Del FLSP ammiriamo profondamente l’intelligenza politica e la capacità straordinaria di aderire alle condizioni concrete in cui si svolgono la vita e le lotte di quel popolo a noi così vicino, perché folta è la comunità migrante srilankese in Italia.
Ieri siamo stati onorati di poter discutere a lungo con Kumar Gunaratnam, segretario generale del FLSP, in questi giorni in Europa per visitare le sezioni del Partito e le comunità sparse per il nostro continente.
Dagli equilibri di potere in Asia meridionale, segnati dal crescente contrasto tra India e Cina e dalla costante pressione esercitata dall’imperialismo USA, alle evoluzioni in atto a Colombo, dove il governo guidato dal JVP sta tradendo sistematicamente le speranze delle classi popolari, obbedendo ai diktat del Fondo Monetario Internazionale, portando avanti il processo di privatizzazione dei servizi pubblici iniziato dai governi precedenti e schierando il paese, anche militarmente, al fianco dell’India (e quindi degli USA): molte sono state le questioni su cui abbiamo ricevuto informazioni dettagliate.

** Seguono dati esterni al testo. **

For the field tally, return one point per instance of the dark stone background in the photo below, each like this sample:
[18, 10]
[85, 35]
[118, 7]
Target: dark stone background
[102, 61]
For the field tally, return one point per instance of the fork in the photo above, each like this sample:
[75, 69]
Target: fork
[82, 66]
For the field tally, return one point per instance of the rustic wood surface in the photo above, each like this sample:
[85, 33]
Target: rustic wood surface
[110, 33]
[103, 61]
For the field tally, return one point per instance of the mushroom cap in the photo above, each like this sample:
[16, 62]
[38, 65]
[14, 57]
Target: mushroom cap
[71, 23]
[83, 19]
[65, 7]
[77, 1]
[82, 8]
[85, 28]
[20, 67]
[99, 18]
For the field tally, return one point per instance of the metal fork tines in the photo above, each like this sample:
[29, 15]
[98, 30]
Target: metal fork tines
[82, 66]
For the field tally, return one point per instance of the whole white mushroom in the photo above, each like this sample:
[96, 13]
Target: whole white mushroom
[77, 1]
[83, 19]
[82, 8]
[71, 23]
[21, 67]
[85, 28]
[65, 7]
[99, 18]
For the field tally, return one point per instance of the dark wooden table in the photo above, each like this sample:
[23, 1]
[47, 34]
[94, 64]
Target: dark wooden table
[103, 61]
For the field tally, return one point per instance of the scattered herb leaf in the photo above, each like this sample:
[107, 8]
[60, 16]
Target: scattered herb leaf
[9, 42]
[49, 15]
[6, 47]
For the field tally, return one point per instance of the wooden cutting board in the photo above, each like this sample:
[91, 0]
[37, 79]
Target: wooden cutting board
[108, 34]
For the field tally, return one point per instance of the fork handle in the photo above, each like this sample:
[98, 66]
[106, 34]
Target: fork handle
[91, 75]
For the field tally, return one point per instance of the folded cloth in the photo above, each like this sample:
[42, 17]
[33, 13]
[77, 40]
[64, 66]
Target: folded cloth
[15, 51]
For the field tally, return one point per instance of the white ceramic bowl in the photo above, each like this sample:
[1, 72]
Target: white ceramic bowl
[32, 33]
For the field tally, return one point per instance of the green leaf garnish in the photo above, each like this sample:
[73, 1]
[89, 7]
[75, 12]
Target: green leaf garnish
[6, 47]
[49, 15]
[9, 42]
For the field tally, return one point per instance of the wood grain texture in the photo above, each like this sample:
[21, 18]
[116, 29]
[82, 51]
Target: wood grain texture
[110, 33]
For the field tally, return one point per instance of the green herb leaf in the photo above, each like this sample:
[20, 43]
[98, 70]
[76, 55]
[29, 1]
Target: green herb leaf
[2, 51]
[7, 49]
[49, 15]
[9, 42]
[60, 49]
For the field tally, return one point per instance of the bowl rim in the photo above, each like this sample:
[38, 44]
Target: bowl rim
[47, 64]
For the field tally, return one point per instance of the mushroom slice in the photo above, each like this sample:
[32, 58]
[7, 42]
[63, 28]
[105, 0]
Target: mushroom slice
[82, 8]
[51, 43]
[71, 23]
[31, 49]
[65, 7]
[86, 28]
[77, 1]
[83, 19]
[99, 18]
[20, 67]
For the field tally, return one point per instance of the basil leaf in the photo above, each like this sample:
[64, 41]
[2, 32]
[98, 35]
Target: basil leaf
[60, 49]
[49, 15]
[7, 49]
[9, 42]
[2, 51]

Da parte nostra, alla delegazione del FLSP abbiamo spiegato le modalità di azione scelte dalla nostra organizzazione nella situazione attuale di arretramento, condiviso i risultati del nostro lavoro di massa a livello sindacale e territoriale, illustrato il nostro punto di vista sui possibili sviluppi e le minacce per la pace in Europa e nel Mediterraneo.
Prossimo appuntamento: una delegazione di FP parteciperà al congresso nazionale del FLSP, in programma per il 1° marzo a Colombo, dove verranno approvati il nuovo statuto, il programma e un imponente corpus di documenti analitici.
L’impegno comune continua, per costruire insieme un nuovo internazionalismo in grado di sostenere la lotta per il socialismo nel mondo contemporaneo.